If target screen has vertical resolution 480, downscaling always happens. It is similar as downscaling of photos to be sent over internet to just view them on monitors. As monitors has rarely better resolution than 2 MPix, it does not make sense for usual viewing to send 8+ MPix photos.

Resizing itself does litle damage, but if integrated to more complex avisynth processing, it mat greatly improve image.

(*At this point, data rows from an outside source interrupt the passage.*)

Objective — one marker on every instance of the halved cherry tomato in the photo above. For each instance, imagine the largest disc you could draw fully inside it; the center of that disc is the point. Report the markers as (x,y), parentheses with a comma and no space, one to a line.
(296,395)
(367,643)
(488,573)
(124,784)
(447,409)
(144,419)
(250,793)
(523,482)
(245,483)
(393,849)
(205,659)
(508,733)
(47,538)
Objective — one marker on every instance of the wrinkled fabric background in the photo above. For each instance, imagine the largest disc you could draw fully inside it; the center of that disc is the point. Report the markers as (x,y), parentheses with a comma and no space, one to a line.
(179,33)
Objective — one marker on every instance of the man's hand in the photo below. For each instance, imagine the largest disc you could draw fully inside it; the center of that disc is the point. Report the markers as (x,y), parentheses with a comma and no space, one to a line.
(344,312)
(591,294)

Advanced resizers together with complex scripts of MeGUI, or even Bicubic or Lanczos of ADM provide usually better results than usually bilinear resizers of HW/SW players..

See also
http://avisynth.nl/index.php/LimitedSharpen
http://forum.doom9.org/showthread.php?threadid=84196
http://www.homecinema-hd.com/us/news/avisynth-lsfmod-315.html

Quote
QuoteBut at the end is "resizer of HW/SW player".
Why do you thing, it will present better picture by upscaling from 480p (which is downscaled e.g. 576p) then from original 576p ?
The better SW resize filter would make sense only by upscaling - e.g. 720x576 to 1366x768 (my native TV resol.).

I did not say anything about upscaling from 480p. 480p is target device vertical resolution ( 854x480 of Sony xperia M dual )
SW resizers make good sense even for downscaling, as even for downscaling more advance resizers provide better results than bilinear resizer.
Bilinear one is definitely recommended if you prefer lower bitrate with lower quality.

avisynth Internal filters
BicubicResize / BilinearResize / BlackmanResize / GaussResize / LanczosResize / Lanczos4Resize / PointResize / SincResize / Spline16Resize / Spline36Resize / Spline64Resize


kapetr

I could not expect, that you have 480p native display res - phone/tablet. Now it is clear.
But in case of bigger display res - is it as I wrote IMHO.

E.g.: 720x576 with 1000kb/s is sharper/better then 640x480 with same rate (or even bigger).